09 julho 2009

da infelicidade

... Sobrestimamos repetidamente – talvez imersos num afã ridículo e prepotente de nos diferenciarmos do resto dos animais – a singularidade do nosso cérebro. Foi, inclusivamente, considerado “ a máquina mais perfeita do Universo”. A verdade, não obstante, é outra. O cérebro tem sérias limitações, perfeitamente compreensíveis se pensarmos na sua situação: Os humanos – ao contrário dos crustáceos, que têm o esqueleto no exterior e a “carne” no interior - têm o esqueleto e o cérebro no interior e a “carne” no exterior. O cérebro, diz o neurologista norte – americano Rodolfo Llinás, está completamente às escuras. A sua única forma de elucubrar o que ocorre no exterior é interpretando, mal ou bem, as mensagens codificadas que lhe chegam através dos olhos – cheios de conjuntivites e defeitos oculares -, os ouvidos – carregados de otites – e das papilas gustativas deterioradas e obrigadas a pedir auxílio às células olfactivas - mais sofisticadas que elas -, para definir sabores. Não é estranho que em tais condições, as elucubrações do cérebro ampliem ou subestimem a realidade exterior, com o consequente impacto negativo nas emoções e atitudes individuais. Os físicos dizem que 90% da realidade é invisível; os grandes neurologistas como Richard Gregory , que o cérebro “não procura a verdade, mas elucubra para sobreviver” e os fisiologistas atestam que os circuitos de percepção cerebral são extremamente complexos e, portanto, vulneráveis.
(…)
Há quem admita que, perante a impossibilidade de gerir toda a informação disponível e necessária para analisar um facto, um personagem ou um processo, o cérebro opta por conceptualizá-los em modelos abstractos. Face a uma realidade impossível de abarcar em toda a sua extensão – diz o neurocientista Semir Zeki – o cérebro cria modelos abstractos, quase perfeitos – a casa, o homem, a mulher, ou o carro ideais – que contrastam com a trivialidade da vida quotidiana. Como é de esperar, a comparação raramente favorece a coisa, o indivíduo ou o processo em questão, que nunca se aproximam do todo do modelo abstracto e idealizado. O resultado é um estado de insatisfação constante que estaria na base da depressão generalizada…
Eduardo Punset, in El Viaje A La Felicidad
Pintura, Edward Munch

Eduardo Punset nasceu em Barcelona, em 1936. Advogado e economista, teve um papel importante no que toca à abertura de Espanha ao exterior como ministro das Relações para as Comunidades Europeias. Participou na implantação do Estado das autonomias como conseller de Finanças da Generalitat e, como presidente da Delegação do Parlamento Europeu na Polónia, tutelou parte do processo de transformação económica dos países do Leste depois da queda do Muro.Trabalhou também como jornalista económico da BBC e da The Economist, e como representante do Fundo Monetário Internacional na área das Caraíbas. Professor em diversas instituições universitárias, é autor, entre outros livros, de Viagem à Felicidade. Actualmente, dirige e apresenta o programa Redes na televisão espanhola.
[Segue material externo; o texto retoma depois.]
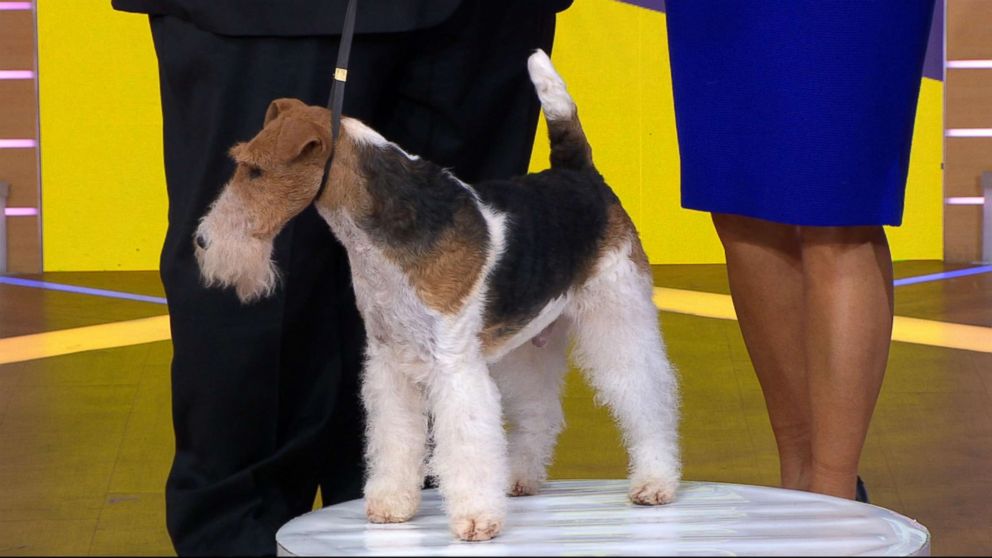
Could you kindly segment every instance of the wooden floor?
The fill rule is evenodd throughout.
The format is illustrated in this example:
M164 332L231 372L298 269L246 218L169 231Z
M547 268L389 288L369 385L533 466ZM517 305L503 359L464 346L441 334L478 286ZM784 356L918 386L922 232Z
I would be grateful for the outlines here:
M910 277L945 266L896 269ZM31 278L162 296L155 273ZM655 278L727 292L723 266L662 266ZM0 284L0 338L164 313ZM896 313L990 328L992 273L899 287ZM682 378L685 478L774 485L775 446L737 323L663 312L662 328ZM0 555L171 554L170 356L160 341L0 365ZM574 373L565 406L552 477L622 477L617 431ZM934 555L992 554L992 353L894 343L861 475L873 503L929 527Z

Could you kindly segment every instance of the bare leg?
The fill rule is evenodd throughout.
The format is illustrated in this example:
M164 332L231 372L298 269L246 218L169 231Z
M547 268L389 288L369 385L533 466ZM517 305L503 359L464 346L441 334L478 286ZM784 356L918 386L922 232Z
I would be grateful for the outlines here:
M805 490L812 455L798 229L718 213L713 223L727 255L731 297L778 445L782 486Z
M854 496L892 336L892 258L882 227L803 227L810 490Z

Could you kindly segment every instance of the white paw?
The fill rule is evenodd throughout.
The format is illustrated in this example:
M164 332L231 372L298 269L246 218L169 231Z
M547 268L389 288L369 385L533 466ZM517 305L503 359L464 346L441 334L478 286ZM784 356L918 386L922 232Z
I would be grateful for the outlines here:
M365 496L365 515L372 523L402 523L420 506L420 491L381 491Z
M642 506L657 506L667 504L675 499L678 490L677 480L645 479L632 481L630 484L630 501Z
M463 541L488 541L498 535L502 527L502 517L488 514L456 517L451 521L451 530Z

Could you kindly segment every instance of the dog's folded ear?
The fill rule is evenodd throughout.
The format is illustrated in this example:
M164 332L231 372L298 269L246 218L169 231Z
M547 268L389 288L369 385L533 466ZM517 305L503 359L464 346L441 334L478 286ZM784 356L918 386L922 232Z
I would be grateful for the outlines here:
M303 101L299 99L289 99L289 98L276 99L275 101L269 103L269 108L268 110L265 111L265 122L262 123L262 126L267 126L269 122L275 120L276 117L279 116L279 114L286 112L291 108L305 107L305 106L306 104L304 104Z
M275 152L280 161L295 161L323 151L324 137L315 123L302 118L288 118L282 123Z

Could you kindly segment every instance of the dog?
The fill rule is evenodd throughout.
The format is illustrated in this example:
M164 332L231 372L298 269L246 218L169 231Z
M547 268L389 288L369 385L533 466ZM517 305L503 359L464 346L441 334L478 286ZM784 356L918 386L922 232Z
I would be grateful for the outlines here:
M356 119L332 142L327 109L278 99L231 149L237 168L196 232L205 283L245 303L277 288L273 238L311 203L347 250L368 334L372 522L410 519L430 473L458 538L498 534L507 495L547 477L570 348L623 432L631 501L675 497L678 386L647 256L550 59L527 66L549 170L469 185Z

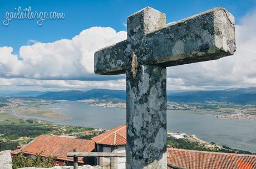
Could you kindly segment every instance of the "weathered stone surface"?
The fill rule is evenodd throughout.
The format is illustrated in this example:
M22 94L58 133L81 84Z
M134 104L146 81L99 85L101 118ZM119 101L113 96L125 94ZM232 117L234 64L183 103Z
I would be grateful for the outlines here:
M12 169L12 162L11 156L11 150L0 152L0 168Z
M166 169L166 66L235 51L234 18L216 8L166 25L146 7L127 18L127 39L95 54L96 74L126 75L126 168Z
M25 168L21 168L19 169L73 169L73 167L72 166L56 166L52 168L36 168L36 167L25 167ZM2 169L2 168L1 168ZM104 167L101 167L100 166L91 166L90 165L85 165L78 166L78 169L106 169L106 168Z
M166 69L126 69L126 168L167 168Z

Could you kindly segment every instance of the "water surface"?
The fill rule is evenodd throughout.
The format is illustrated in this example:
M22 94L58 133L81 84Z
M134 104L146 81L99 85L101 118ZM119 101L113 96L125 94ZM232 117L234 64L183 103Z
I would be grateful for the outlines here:
M71 120L35 117L58 124L112 129L126 124L126 109L90 106L82 103L61 101L44 106ZM208 142L256 152L256 120L222 119L211 114L182 110L167 111L167 130L195 134ZM26 116L19 116L29 117Z

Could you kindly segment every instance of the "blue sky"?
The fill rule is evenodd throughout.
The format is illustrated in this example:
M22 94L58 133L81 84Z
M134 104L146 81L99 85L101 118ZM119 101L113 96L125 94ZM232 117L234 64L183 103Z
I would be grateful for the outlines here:
M126 30L123 23L126 23L127 16L146 6L165 13L167 23L221 6L232 13L239 23L240 18L256 6L256 1L1 1L1 21L4 20L7 11L14 11L18 6L22 9L31 6L33 11L64 12L66 17L63 20L47 21L42 27L35 21L13 21L8 27L0 24L0 46L12 46L16 53L29 39L52 42L70 39L94 26Z
M7 12L65 13L60 20L3 22ZM237 50L218 60L168 68L169 90L214 90L256 85L256 0L0 1L0 91L125 89L125 75L93 73L93 54L126 38L126 17L150 6L176 21L221 6L236 19ZM21 59L21 58L22 58Z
(O texto do Post é uma tradução livre feita a partir da edição em castelhano que é a que tenho disponível. Existem traduções em português desta e de outras obras de Punset.)

2 comentários:

clara disse...

Então,acreditando no cientista, percebo agora os erros de supervisão em relação às fraudes financeiras!.............:)

Marta disse...

Gosto muito de o ler! Só li um e, agora, por si, estes excertos!


nota: têm lá, no meu planeta, um desafio para si, para a C. e para a Clara :) se apetecer!